The manager, who is employed by ACI Operations, gave the employee one month’s notice of termination as opposed to the five weeks he was entitled to.
It was found that the HR manager in question was “involved” in the company’s breach of the NES.

“The HR manager failed to provide notice in accordance with National Employment Standards,” Deivina Peethamparam, director at People + Culture Strategies told HC. “The employee was entitled to five weeks’ notice, and the HR manager effectively gave four weeks’ notice.”
She added that the way the decision stands at the moment, the HR manager has been found to have contravened provisions of the Fair Work Act (FWA) in relation to paying notice under NES.
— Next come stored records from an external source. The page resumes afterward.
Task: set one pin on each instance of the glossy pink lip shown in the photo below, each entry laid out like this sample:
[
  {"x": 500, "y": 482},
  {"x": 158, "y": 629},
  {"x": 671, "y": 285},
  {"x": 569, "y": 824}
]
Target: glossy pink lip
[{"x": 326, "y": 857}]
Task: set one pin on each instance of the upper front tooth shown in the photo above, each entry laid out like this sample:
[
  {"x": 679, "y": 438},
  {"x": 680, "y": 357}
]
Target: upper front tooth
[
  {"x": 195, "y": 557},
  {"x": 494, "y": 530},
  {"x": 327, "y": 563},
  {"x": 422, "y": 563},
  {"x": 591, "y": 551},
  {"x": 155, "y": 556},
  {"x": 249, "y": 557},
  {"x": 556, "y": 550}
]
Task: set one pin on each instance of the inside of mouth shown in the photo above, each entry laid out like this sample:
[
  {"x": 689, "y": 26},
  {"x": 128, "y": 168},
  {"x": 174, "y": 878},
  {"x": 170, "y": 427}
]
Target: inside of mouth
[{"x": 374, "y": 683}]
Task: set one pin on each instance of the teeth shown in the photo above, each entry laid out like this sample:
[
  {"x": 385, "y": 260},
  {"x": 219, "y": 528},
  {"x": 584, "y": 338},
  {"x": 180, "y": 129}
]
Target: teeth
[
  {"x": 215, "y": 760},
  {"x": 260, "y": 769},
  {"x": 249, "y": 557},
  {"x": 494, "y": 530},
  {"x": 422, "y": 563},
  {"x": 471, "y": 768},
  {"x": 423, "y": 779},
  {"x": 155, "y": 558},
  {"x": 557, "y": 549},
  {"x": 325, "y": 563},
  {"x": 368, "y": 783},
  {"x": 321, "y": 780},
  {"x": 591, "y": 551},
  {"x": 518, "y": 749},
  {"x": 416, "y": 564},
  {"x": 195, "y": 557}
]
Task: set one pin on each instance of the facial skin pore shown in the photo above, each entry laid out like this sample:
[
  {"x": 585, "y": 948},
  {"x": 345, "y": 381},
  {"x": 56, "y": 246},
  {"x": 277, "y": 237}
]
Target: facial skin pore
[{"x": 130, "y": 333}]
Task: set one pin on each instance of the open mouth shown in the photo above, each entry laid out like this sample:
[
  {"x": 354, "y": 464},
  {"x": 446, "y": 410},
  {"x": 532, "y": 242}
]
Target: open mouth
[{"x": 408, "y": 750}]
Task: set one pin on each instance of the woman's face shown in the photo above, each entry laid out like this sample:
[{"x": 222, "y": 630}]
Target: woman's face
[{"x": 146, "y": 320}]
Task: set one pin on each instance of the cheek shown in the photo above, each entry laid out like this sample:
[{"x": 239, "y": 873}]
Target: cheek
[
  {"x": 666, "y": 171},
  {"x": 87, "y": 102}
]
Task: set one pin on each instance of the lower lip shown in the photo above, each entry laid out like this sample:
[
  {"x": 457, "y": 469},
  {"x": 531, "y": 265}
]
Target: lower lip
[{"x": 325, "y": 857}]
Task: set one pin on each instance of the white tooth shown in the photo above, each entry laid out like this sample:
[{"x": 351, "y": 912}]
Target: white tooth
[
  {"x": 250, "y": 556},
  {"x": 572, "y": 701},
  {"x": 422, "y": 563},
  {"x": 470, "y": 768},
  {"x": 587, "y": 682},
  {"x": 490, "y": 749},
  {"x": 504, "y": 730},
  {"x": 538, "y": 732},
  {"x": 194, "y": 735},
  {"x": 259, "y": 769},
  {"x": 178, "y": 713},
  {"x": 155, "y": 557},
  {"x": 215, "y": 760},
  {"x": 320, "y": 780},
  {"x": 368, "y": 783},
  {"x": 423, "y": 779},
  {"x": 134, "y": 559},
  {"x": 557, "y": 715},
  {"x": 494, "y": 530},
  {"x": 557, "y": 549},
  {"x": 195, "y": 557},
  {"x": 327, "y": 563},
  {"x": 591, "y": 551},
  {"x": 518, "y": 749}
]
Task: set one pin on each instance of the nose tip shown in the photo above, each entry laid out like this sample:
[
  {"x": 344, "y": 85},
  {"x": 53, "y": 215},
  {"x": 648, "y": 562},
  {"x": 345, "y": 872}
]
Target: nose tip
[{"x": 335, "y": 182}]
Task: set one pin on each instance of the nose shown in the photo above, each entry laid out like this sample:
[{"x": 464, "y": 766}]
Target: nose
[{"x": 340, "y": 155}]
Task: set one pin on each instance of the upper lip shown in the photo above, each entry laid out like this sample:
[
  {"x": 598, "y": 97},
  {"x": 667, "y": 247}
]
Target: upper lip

“It remains unclear what penalty will be implemented by the courts,” Peethamparam continued. “It’s quite a simple mistake – effectively all the court found was that the notice was a couple of days short.
“This is a really timely reminder that HR managers carry great responsibility in their roles to comply with the law – and courts are sending a clear message that if you fail to meet those responsibilities, you could face personal prosecution.”
Peethamparam advised HR managers to keep up to date with employment law and seek advice when necessary.
“You might have ticked all of the boxes, but running your actions by your legal counsel can give you peace of mind. No one intends on breaching the law, but courts expect HR to comply with legislation.”
She added that it’s not to say HR managers don’t know their obligations, but given that the FWA “allows for personal prosecution”, it’s a good idea to have decisions backed up by legal experts.
According to Peethamparam, the Fair Work Ombudsman sees personal prosecution as an important operation of the FWA, with a “number of cases” having a similar outcome.
“Given how high profile this case is, it might show that courts and regulators are becoming more active in this space,” she speculated.
The decision over whether a penalty will be imposed upon the HR manager will be determined at a later hearing.